Рассказчикам подлинным, знающим нужны рассказчики-путаники, всезнайкам — простаки (вольтеровские и «простые»), которых следует наставлять, поправлять. Иван и является таким путаником и простаком. Кем же еще прикажете считать автора поэмы об Иисусе, не встречавшегося прежде с именами Иосифа Флавия или Тацита? Впрочем, сомнительный рассказчик — тоже рассказчик. И вдобавок полезное для других рассказчиков обстоятельство: живой Провокационный Повод. Объект возражений... Само это имя — Иван — наводит на фольклорные ассоциации, и небезосновательные. С Ивана начинается каждая вторая сказка. Без Ивана, без апелляций к нему, раз начавшись, ни одна сказка не обходится. В диалогической схватке с непослушным Иваном развивается ее фабула. И усаживает сказка под конец своего героя за праздничный стол, разделяя с ним победную трапезу. И беря у него интервью.

Берлиоз в функции рассказчика — вот блеск и нищета вторичной информации. Апофеоз талмудизма, начетничества, цитатного мышления и библиографии. Сколь много он знает — и разглагольствует — о религии! А на поверку ровнехонько ничего не знает. Развенчание книжного знания принимает в романе преимущественно иронические формы:

«Дело в том... — тут профессор пугливо оглянулся и заговорил шепотом, — что я лично присутствовал при всем этом. И на балконе был у Понтия Пилата, и в саду, когда он с Каифой разговаривал, и на помосте, но только тайно, инкогнито, так сказать, так что прошу вас — никому ни слова и полнейший секрет!.. Тсс!»

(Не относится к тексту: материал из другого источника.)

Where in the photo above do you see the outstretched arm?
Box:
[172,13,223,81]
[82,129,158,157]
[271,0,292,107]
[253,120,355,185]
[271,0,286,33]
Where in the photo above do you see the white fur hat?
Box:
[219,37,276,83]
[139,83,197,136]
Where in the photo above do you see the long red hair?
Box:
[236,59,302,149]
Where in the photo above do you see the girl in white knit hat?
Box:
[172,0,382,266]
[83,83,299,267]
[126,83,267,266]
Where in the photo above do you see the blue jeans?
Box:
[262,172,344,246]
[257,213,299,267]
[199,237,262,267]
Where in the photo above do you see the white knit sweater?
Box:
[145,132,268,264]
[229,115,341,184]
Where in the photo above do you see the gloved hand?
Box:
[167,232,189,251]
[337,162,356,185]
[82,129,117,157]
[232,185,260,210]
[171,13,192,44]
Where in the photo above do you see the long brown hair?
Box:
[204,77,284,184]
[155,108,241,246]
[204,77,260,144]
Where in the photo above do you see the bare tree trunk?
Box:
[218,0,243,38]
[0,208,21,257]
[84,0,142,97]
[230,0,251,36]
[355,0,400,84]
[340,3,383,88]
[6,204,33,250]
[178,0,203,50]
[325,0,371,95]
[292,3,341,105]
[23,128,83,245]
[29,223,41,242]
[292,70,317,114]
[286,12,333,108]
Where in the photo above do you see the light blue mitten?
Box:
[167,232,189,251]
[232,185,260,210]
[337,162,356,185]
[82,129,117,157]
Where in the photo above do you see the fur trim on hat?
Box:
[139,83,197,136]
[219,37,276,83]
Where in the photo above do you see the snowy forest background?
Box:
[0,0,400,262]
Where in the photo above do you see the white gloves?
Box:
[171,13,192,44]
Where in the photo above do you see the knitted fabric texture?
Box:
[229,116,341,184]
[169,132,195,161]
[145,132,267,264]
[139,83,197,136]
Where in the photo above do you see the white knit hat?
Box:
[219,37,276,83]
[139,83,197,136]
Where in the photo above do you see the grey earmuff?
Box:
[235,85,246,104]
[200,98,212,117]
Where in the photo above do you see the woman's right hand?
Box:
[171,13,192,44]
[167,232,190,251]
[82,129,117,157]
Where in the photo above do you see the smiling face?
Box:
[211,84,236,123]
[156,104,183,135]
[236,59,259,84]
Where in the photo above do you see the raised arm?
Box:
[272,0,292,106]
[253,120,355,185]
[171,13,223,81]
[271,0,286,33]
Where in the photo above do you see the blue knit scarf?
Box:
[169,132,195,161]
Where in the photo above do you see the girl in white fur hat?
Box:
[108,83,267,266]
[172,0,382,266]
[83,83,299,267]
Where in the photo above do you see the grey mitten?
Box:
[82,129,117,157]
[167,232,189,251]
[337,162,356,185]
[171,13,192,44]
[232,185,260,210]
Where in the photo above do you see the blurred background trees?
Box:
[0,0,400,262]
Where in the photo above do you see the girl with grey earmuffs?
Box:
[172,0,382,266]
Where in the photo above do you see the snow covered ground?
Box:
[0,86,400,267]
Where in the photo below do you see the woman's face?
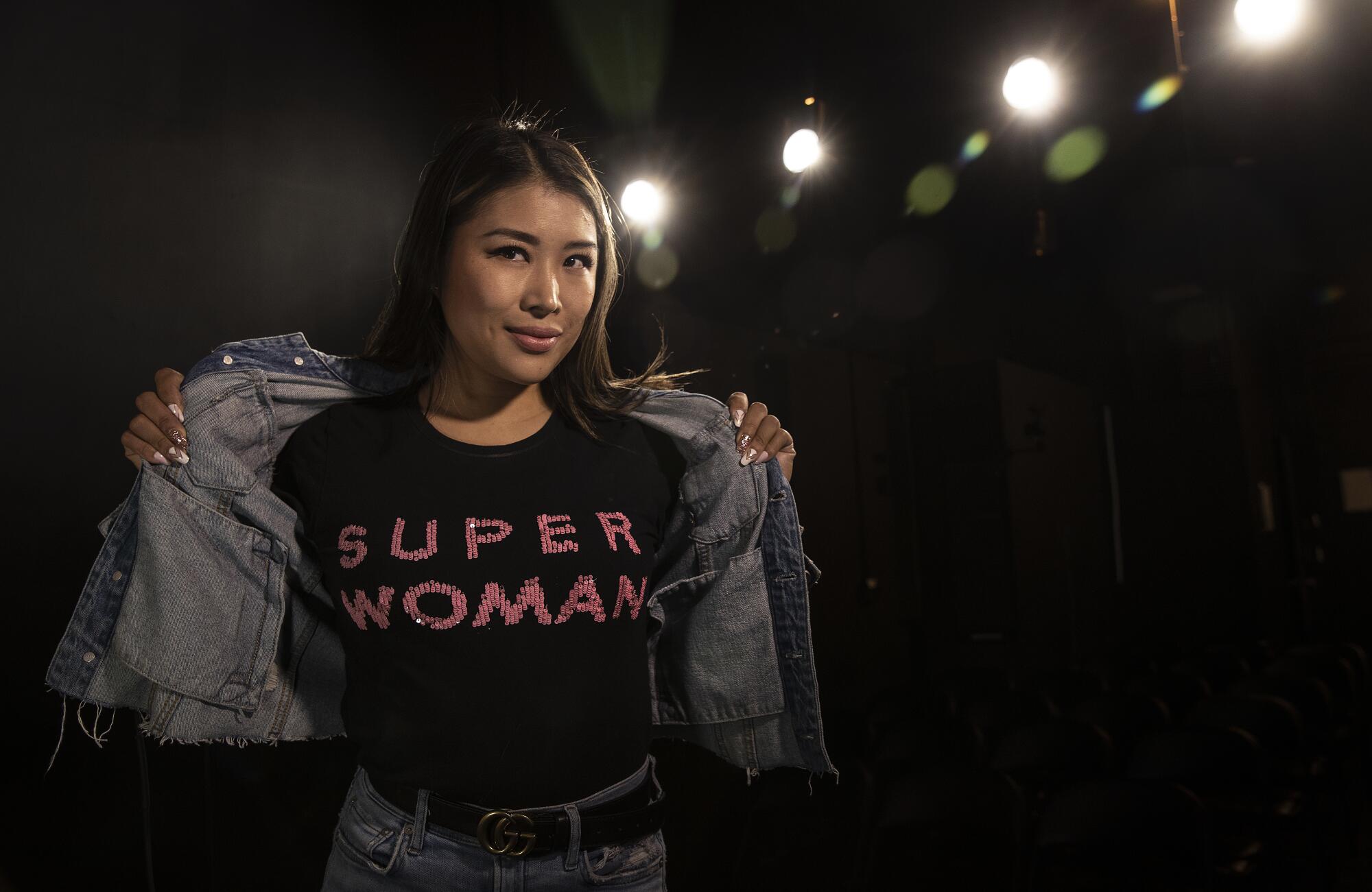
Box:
[439,184,597,385]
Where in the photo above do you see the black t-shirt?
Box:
[273,387,685,807]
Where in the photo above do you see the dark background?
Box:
[10,0,1372,889]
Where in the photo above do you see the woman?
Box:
[110,117,812,889]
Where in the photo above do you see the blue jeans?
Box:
[324,754,667,892]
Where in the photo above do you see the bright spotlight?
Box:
[781,128,819,173]
[1000,56,1058,114]
[619,180,663,224]
[1233,0,1305,44]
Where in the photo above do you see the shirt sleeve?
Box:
[272,413,328,545]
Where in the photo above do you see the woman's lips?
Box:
[505,328,561,352]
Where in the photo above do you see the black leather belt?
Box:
[368,771,667,856]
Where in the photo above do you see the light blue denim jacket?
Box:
[47,332,838,784]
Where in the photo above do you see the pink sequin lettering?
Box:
[466,518,514,560]
[595,511,642,555]
[342,586,395,631]
[553,574,605,623]
[538,515,576,555]
[472,577,553,627]
[613,575,648,619]
[339,523,366,570]
[405,579,466,629]
[391,518,438,562]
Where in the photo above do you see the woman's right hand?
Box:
[119,367,191,468]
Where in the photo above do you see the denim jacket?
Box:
[47,332,838,784]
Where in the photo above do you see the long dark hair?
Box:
[358,107,708,442]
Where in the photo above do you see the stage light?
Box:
[1000,56,1058,114]
[781,128,819,173]
[1233,0,1305,44]
[619,180,663,225]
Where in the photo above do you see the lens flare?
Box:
[1133,74,1181,114]
[959,130,991,163]
[1000,56,1058,114]
[1233,0,1305,44]
[619,180,663,224]
[1043,125,1109,182]
[781,128,819,173]
[906,165,958,217]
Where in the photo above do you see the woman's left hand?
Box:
[724,391,796,482]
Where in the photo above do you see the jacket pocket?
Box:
[111,464,285,711]
[656,548,786,725]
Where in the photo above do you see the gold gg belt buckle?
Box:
[476,810,538,855]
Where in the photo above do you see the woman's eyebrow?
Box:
[482,226,595,251]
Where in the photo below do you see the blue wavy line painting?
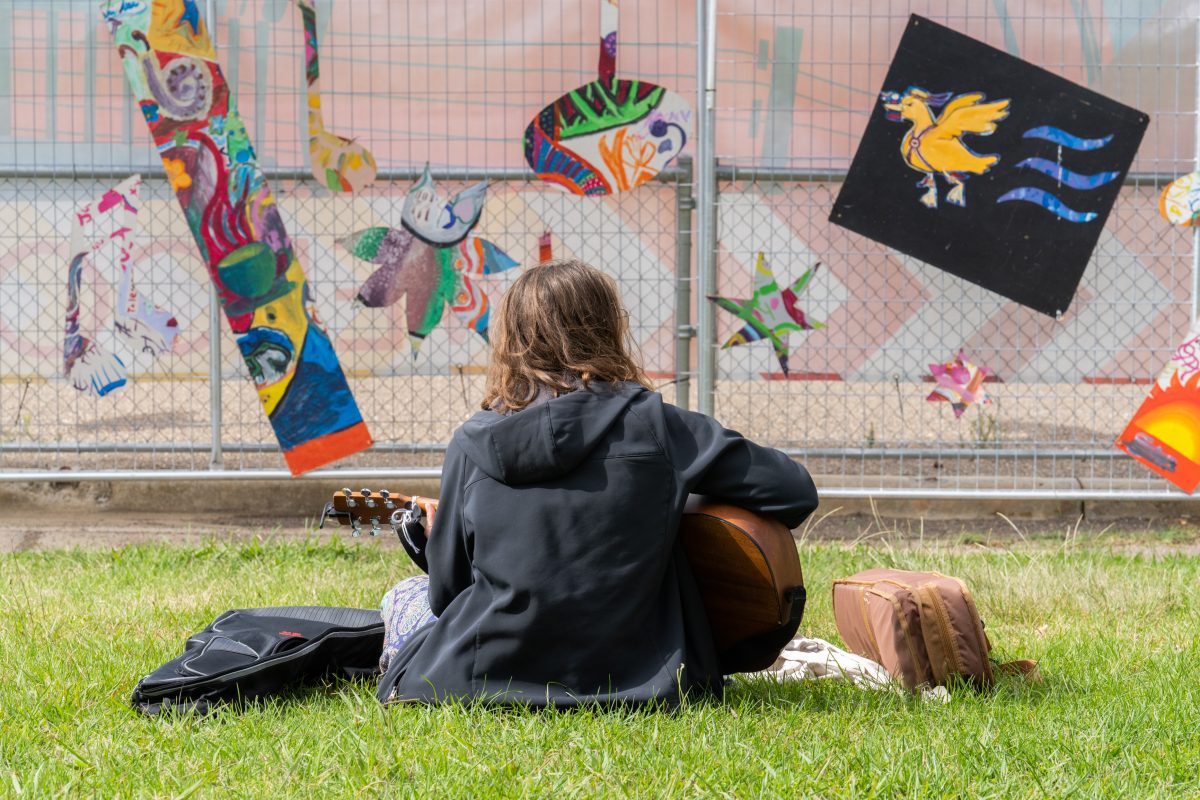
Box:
[996,186,1099,222]
[1016,158,1121,191]
[1022,125,1112,150]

Совершеннейшая буффонада! И смысл ее — в коллизии «книжная осведомленность — реальная жизнь». Или, вернее, в конфликте более высоких материй (если в этом идеалистическом контексте уместно столь материалистическое слово). А именно: мнимой реальности, как она отражается в человеческих документах, и духовного бытия. Фарс преодолевается по старой схеме: «Через тернии — к звездам». Но бывает ли, может ли быть бескровным этот путь? «Трамвай накрыл Берлиоза». Культовая жертва принесена на алтарь иронии...

Так кто же, кто рвется к звездам? Уж конечно не Берлиоз, до чертиков заземленный. И не Воланд с его опрокинутой астрономией. Остается кандидатура третьего, такого, казалось бы, лишнего: Иван Бездомный. Отрешась от функций рассказчика говорящего, поэт закрепляется в рассказчиках молчаливых. Тех, кто опускается (или возвышается) до Точки Зрения. Только вот чьей?! Пока эхо нашего праздного вопроса разносится над Патриаршими, перелистаем Воландовы мемуары. Опять Пилат. Опять этот внутренний крик: «Яду мне, яду!» Нет, не рассказчик. Он прокуратор, он прокурор! Это — да! Но не рассказчик. Позади осталось почти все каноническое Евангелие (с Воландовыми поправками). А он, Пилат, соучаствовал в этой истории на скромных правах шахматного короля, но отнюдь не игрока. В этой же роли — и Иешуа. Дающий показания, допрашиваемый. Пешка, которая может выйти в ферзи, если удачно сложатся обстоятельства. Но — не игрок. И — вроде бы — не кандидат в игроки. Рассказ из-под палки, особая повествовательная форма, векторы коей смотрят вовнутрь, «в субъект». Эпос, обращаемый некоей центростремительной силой в лирику.

Булгаковский роман с глубокой (и припрятанной) эмоциональностью формирует обычную для инфернальной прозы загадку: от чьего имени пойдет рассказ? Чьими глазами мы увидим изображаемое? Манипуляции возможными точками зрения принимают, по первому впечатлению, характер некоей самодовлеющей игры. Вот, однако, возникает тема Христа, заявляет себя нравственным критерием — и ристалище вероятностей подавляется диктатурой сюжетной логики... Выбор рассказчика становится напряженнейшим авантюрным действом, высоким эквивалентом «крутого» триллера.